We live in a world now where nothing is as it seems, where people say one thing but do another.

Those who state they abhor plastic surgery then wear balaclavas as they go for their next Botox hit.

Those who say they are fat and happy, but who are having gastric bands fitted in secret

Those politicians who vote for comprehensive education but then quietly send their own kids privately

Those women who extol the works of Andrea Dworkin or Naomi Wolfe whilst reading 50 Shades of Grey through the anonymity of Kindle

People who witter away about the joys of being single, whilst trawling dating sites every night.

And any idiot knows that Spotted Dick is a pudding and not an STD. On that last point I am aware of pressure some time back to have it called Spotted Richard, on the grounds it had sexual overtones. Thankfully someone, somewhere, resisted it, or the lobby gave up.

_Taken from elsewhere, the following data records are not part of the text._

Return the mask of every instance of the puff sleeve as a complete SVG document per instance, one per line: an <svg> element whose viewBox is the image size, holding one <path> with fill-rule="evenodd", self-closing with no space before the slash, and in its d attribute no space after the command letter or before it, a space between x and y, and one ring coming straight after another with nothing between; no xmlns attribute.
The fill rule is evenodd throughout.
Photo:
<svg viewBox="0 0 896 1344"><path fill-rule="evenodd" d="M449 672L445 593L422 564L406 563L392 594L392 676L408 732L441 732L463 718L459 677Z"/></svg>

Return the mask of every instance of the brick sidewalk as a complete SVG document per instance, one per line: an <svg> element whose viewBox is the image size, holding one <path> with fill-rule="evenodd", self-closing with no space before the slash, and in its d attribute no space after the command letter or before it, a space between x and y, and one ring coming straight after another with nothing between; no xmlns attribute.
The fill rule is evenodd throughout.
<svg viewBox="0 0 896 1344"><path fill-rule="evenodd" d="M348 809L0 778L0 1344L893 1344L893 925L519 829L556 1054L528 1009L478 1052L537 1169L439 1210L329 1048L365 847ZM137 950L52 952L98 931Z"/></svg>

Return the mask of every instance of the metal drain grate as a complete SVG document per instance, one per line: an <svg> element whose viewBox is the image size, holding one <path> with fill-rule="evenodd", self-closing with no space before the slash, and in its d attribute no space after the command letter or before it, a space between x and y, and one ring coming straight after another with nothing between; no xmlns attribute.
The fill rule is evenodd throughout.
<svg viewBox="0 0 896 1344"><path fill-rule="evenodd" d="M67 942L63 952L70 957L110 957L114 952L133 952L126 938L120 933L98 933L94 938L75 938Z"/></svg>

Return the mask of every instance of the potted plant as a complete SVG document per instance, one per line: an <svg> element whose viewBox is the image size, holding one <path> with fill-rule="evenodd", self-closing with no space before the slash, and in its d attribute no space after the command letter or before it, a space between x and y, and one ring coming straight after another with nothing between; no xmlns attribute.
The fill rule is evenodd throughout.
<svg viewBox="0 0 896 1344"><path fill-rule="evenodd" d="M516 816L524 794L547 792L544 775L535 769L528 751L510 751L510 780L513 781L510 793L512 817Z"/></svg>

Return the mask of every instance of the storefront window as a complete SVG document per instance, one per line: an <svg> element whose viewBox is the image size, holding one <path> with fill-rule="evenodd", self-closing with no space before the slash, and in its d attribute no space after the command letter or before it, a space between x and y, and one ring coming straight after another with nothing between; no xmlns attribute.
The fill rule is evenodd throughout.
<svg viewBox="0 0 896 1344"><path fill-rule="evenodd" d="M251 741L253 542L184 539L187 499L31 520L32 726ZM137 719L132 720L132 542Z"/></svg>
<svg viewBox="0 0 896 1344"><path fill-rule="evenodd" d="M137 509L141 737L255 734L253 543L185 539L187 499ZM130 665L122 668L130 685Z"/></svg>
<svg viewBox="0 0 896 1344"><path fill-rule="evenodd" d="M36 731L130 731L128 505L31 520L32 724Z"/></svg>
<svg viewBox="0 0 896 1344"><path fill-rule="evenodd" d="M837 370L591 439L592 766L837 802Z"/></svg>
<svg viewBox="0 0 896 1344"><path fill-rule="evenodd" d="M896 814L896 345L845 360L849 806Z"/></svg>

Only last week the BBC admitted to editing out certain racial words from the Classic sitcom Fawlty Towers on the basis they might now cause offence. What a ridiculous air brushing of history. We cannot start editing the past to fit the here and now. The Holocaust is something that makes me shudder, but should we now cease to mention it and bleep out all references to it on the basis it might offend people, not least the Germans. I like the Germans and have no issues. Good God ( sorry blasphemous of me ) but we British did some pretty ghastly things in the days of Empire, but I see no reason to spring clean those elements out . Nor does it make me embarrassed to be British. It is what it is.

What happened to simply living, speaking, writing and acting in a straightforward way?  And what happened to tolerance. Or perhaps a better question is what happened to common sense, since the world seems to tolerate some horrific things, yet change only seems to occur at the margins and with daft stuff like potato crisps.

And some out there would like to class me as nuts!! It’s enough to turn me Bipolar. Drat – I already am.

The one positive to come out of the Virgin Mary crisps debacle is that the company ditching them gave the surplus packets to the homeless. Good for them. I wonder if the Catholic lobby group did as much for the same downtrodden. Doubt it somehow.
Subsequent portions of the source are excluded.